Peringatan untuk Musim Hujan yang Masih Panjang
Kejadian di Lembah Anai ini menjadi pengingat keras bahwa musim hujan masih panjang. Wilayah Sumatera Barat, khususnya yang memiliki topografi berbukit dan pegunungan, sangat rentan terhadap longsor dan amblasnya jalan.
Masyarakat diminta untuk selalu waspada dan mengikuti informasi cuaca terkini. Jika akan melakukan perjalanan jauh, sebaiknya cek terlebih dahulu kondisi jalur yang akan dilalui. Jangan nekat melintas jika sudah ada peringatan dari pihak berwenang.
Bagi pemerintah daerah, kejadian ini juga menjadi pelajaran penting tentang pentingnya perawatan infrastruktur secara berkala.
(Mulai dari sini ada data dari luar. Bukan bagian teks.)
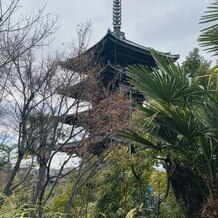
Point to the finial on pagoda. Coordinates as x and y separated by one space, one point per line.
117 12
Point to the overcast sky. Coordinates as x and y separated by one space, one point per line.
166 25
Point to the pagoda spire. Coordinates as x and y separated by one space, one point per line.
117 15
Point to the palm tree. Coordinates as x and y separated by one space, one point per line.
180 123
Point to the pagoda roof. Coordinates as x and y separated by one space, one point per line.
120 51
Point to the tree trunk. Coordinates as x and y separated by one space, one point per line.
7 189
210 209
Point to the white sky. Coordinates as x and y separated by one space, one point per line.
166 25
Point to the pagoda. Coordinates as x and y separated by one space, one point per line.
115 53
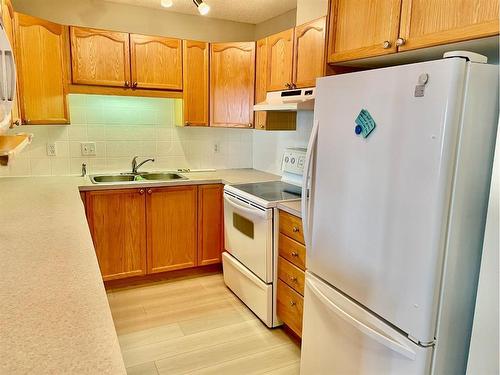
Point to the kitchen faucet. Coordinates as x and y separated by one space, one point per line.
136 166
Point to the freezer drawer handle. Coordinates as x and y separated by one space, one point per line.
383 339
249 210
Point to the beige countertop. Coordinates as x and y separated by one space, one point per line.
225 176
292 207
54 314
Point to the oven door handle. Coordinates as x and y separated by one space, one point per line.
249 210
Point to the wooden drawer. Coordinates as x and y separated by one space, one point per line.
291 275
290 307
292 251
291 226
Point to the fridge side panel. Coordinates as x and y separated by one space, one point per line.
467 219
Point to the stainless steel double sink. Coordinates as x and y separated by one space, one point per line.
138 177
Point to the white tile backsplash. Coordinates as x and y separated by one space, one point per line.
123 127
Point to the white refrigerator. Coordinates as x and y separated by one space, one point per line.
399 165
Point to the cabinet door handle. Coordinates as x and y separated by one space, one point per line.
400 42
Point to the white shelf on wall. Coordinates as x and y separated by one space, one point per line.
11 145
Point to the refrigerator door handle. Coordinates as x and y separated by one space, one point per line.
385 340
305 204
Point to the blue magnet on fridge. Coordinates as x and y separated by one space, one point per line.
364 124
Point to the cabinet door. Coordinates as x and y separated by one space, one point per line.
210 224
309 53
260 81
362 28
41 48
100 57
232 77
156 62
195 75
171 228
8 24
431 22
117 221
280 60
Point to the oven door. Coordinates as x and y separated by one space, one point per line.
248 234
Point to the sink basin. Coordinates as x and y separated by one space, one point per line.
163 176
112 178
141 177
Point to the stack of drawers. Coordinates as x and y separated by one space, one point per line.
291 267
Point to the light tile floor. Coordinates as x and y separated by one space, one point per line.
196 326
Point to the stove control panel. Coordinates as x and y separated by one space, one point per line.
294 160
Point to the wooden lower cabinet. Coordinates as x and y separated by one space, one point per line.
171 228
210 224
152 230
290 307
117 221
291 275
Sistem drainase yang baik, penguatan lereng, dan monitoring rutin terhadap titik-titik rawan longsor harus menjadi prioritas agar kejadian serupa tidak terulang.
Jalur Padang–Bukittinggi adalah nadi perekonomian Sumatera Barat. Kelumpuhan di jalur ini berarti kelumpuhan ekonomi wilayah. Oleh karena itu, penanganan cepat dan solusi jangka panjang mutlak diperlukan.
Hingga saat ini, ribuan kendaraan masih terjebak dalam antrean panjang atau sedang memutar melalui jalur alternatif yang juga mulai padat. Sementara itu, di Lembah Anai, celah besar di badan jalan masih menganga, menunggu tangan-tangan terampil untuk menambalnya kembali.
Informasi Jalur Alternatif:
– Sungai Tarab (waktu tempuh +1 jam)
– Bukik Sikabu (waktu tempuh +1,5 jam)
– Batusangkar (waktu tempuh +2 jam)
Masyarakat diimbau untuk selalu memantau informasi terkini melalui saluran resmi Polda Sumbar dan Dinas PUPR terkait perkembangan perbaikan jalur Padang–Bukittinggi.